Activités interactives: Mis à part l’affichage d’une adresse courriel, les organismes proposant de véritables activités interactives sont relativement
peu nombreux (environ un quart à un tiers) mais plusieurs ont indiqué un intérêt à en proposer davantage. Une nouvelle stratégie adoptée par
plusieurs organismes consiste à créer un profil sur les sites de réseautage sociaux tels que YouTube, Facebook ou MySpace afin de rejoindre des
usagers qui ne visitent par leurs sites. Ces sites de réseautage offrent un potentiel intéressant pour des interventions en matière de santé (voir figure
4).
1 Cette recherche est financée par le Conseil de recherche en sciences humaines du Canada (CRSH – 820-2007-1061 – programme des initiatives de développement de la recherche) et
son développement a été soutenu par une subvention de l’Institut de la santé des femmes et des hommes (ISFH), une composante des Instituts de recherche en santé du Canada (IRSC
2005-11-HOA-1988721) de même que d’une subvention du Fonds Québécois de Recherche sur la Société et la Culture (FQRSC 111796) accordée à l’équipe SVR.

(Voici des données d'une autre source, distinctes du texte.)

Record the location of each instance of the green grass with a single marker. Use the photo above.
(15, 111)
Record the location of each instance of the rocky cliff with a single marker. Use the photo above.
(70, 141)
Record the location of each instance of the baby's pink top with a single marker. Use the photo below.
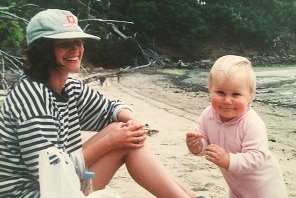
(253, 171)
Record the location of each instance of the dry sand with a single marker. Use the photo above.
(172, 112)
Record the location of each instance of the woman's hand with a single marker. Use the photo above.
(126, 135)
(193, 142)
(217, 155)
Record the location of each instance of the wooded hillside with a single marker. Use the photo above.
(190, 30)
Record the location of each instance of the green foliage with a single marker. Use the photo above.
(177, 23)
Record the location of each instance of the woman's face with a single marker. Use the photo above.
(232, 97)
(68, 53)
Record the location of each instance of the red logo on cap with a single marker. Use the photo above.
(71, 21)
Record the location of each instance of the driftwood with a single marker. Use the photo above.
(103, 77)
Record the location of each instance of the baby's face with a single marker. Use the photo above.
(230, 97)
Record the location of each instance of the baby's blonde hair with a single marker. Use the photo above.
(229, 65)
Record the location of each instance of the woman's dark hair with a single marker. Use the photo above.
(39, 59)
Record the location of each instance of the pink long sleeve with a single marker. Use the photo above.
(253, 170)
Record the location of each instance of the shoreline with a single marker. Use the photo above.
(172, 112)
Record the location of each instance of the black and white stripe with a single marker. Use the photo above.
(34, 117)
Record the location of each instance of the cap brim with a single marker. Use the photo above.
(70, 35)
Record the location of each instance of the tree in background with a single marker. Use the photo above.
(179, 28)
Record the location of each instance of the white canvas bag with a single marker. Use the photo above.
(58, 179)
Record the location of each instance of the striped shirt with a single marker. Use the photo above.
(34, 117)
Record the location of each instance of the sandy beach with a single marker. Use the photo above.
(171, 112)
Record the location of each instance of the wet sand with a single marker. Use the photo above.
(172, 112)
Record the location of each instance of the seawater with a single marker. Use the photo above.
(276, 85)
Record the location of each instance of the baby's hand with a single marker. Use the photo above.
(193, 141)
(217, 155)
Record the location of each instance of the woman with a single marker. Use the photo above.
(49, 109)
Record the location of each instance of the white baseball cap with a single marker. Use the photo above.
(55, 24)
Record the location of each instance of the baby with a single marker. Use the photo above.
(233, 136)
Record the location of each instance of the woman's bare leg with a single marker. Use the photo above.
(144, 168)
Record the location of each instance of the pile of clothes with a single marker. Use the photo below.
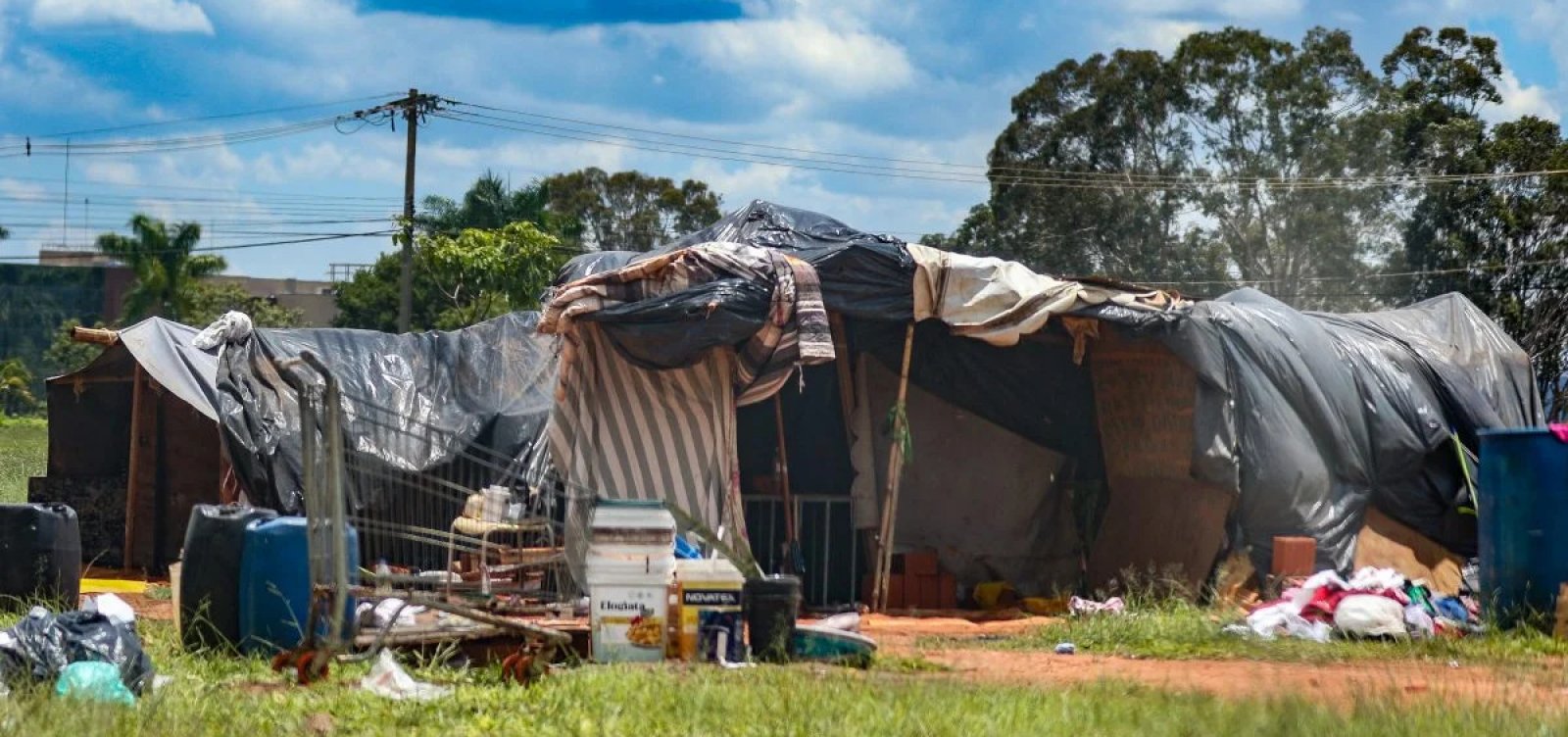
(1374, 603)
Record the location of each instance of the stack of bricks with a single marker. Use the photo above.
(916, 582)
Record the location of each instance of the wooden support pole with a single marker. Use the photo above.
(135, 467)
(788, 499)
(841, 358)
(894, 472)
(98, 336)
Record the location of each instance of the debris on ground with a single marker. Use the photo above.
(1374, 603)
(93, 681)
(1112, 606)
(391, 681)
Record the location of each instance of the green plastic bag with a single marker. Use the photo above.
(93, 681)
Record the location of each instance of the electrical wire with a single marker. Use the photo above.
(221, 117)
(946, 172)
(94, 255)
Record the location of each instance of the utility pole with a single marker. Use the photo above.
(405, 306)
(412, 109)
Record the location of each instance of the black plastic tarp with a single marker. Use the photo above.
(1314, 416)
(1308, 416)
(413, 402)
(862, 274)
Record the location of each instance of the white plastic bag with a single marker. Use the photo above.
(1371, 615)
(389, 679)
(114, 608)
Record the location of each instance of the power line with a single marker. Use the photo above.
(221, 117)
(94, 255)
(945, 172)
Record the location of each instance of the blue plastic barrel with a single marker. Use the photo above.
(274, 584)
(1523, 522)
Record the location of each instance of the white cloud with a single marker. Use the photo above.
(804, 52)
(112, 172)
(162, 16)
(1152, 33)
(1235, 10)
(1520, 101)
(39, 82)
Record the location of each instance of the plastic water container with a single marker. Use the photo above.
(627, 609)
(208, 612)
(274, 584)
(710, 601)
(629, 564)
(39, 556)
(1523, 522)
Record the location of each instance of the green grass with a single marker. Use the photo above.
(24, 447)
(224, 695)
(1180, 631)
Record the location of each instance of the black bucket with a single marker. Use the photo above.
(39, 556)
(770, 604)
(211, 574)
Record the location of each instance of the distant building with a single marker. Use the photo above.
(316, 300)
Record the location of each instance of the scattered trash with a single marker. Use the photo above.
(1040, 606)
(381, 614)
(995, 595)
(93, 681)
(389, 679)
(112, 608)
(43, 645)
(1371, 615)
(231, 328)
(1270, 621)
(1419, 623)
(849, 621)
(1112, 606)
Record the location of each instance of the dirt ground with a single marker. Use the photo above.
(1338, 682)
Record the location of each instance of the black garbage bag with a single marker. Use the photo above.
(44, 643)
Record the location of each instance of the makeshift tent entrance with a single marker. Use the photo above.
(133, 444)
(1160, 428)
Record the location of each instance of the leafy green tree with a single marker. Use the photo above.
(1499, 240)
(627, 211)
(16, 388)
(1074, 176)
(493, 204)
(165, 266)
(488, 273)
(1262, 110)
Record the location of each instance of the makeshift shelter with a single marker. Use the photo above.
(133, 443)
(1145, 430)
(148, 428)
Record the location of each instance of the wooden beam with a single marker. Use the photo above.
(94, 336)
(788, 499)
(133, 472)
(894, 472)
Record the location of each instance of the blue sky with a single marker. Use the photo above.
(901, 78)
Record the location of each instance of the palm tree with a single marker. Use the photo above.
(167, 271)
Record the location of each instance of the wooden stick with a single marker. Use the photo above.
(94, 336)
(894, 472)
(133, 470)
(841, 355)
(789, 506)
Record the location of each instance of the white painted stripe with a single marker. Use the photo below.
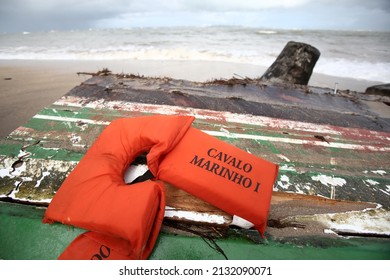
(298, 141)
(241, 136)
(66, 119)
(194, 216)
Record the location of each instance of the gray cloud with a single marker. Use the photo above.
(36, 15)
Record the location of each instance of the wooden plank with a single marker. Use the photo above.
(347, 167)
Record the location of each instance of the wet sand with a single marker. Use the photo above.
(27, 86)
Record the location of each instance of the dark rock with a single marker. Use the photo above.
(383, 89)
(294, 65)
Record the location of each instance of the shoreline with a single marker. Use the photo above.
(27, 86)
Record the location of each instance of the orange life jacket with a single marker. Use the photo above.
(123, 221)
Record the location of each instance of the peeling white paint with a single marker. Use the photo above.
(373, 221)
(380, 172)
(368, 221)
(241, 222)
(329, 181)
(134, 171)
(247, 136)
(287, 168)
(44, 174)
(284, 182)
(370, 182)
(283, 157)
(75, 138)
(171, 212)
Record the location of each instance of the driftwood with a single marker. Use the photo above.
(294, 65)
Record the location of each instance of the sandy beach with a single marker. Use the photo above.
(27, 86)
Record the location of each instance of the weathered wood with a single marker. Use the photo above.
(294, 65)
(327, 166)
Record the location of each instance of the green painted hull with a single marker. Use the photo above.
(337, 165)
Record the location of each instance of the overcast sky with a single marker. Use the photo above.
(45, 15)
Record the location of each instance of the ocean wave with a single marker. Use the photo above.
(343, 54)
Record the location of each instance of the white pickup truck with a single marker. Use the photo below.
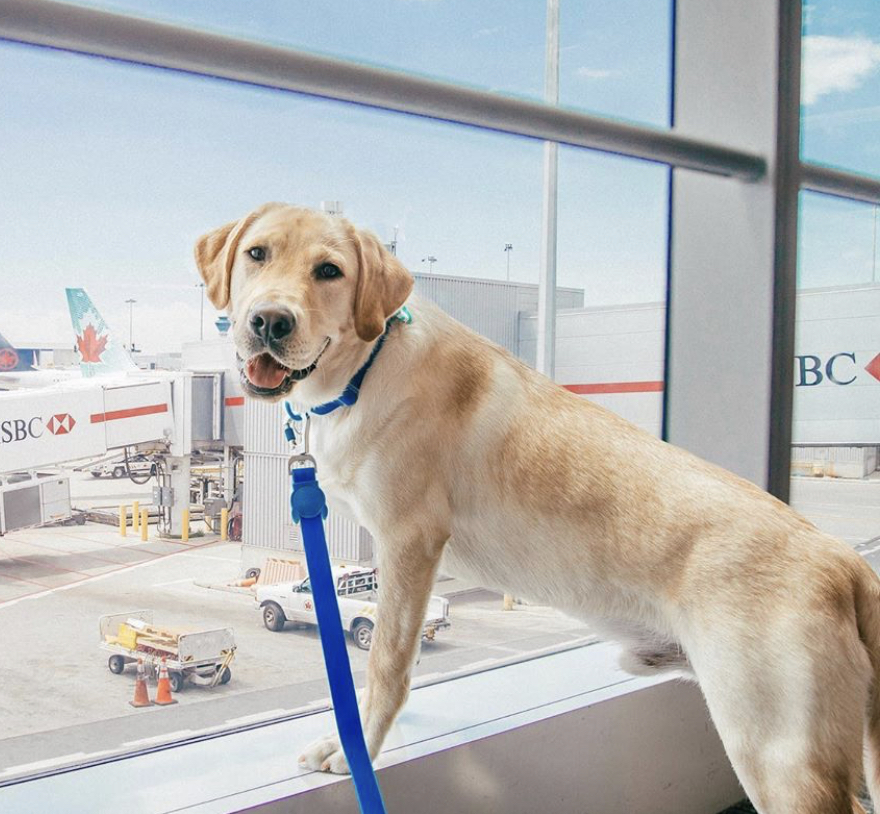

Conclusions: Cette étude exploratoire démontre la place importante
occupée par les organismes communautaires concernant la diffusion
d’informations sur la santé des minorités sexuelles sur Internet. Les
principaux thèmes de santé abordés sont associés au statut
problématique des minorités sexuelles dans la société contemporaine et
à la prévention des ITSS et du VIH/sida. Les thèmes associés à la santé
mentale et d’autres problèmes de santé sont moins souvent couverts,
suggérant que, dans un contexte où un nombre de plus en plus
important d’organismes adoptent une approche globale de la santé,
seulement quelques-uns ont développé des contenus s’inscrivant dans
cette perspective. Les programmes d’intervention privilégiant
l’interactivité (usager-intervenant ou usager-usager) sont encore
relativement peu nombreux mais plusieurs organismes voient leur
potentiel et seraient intéressés à adopter de telles stratégies. Se joindre
à des sites de réseautage sociaux et intégrer un salon de clavardage
dans les sites sont des exemples de développements envisagés par les
organisations. Une meilleure compréhension des raisons expliquant
pourquoi les organisations évoluent lentement vers ces stratégies est
nécessaire. C’est l’objectif de la prochaine phase de notre recherche.
Pour ce faire, nous avons sélectionné un échantillon d’organismes
œuvrant auprès de sous-groupes de la population LGBT à travers le
Canada et réaliserons des entrevues semi-dirigées avec les
gestionnaires de leurs sites Internet.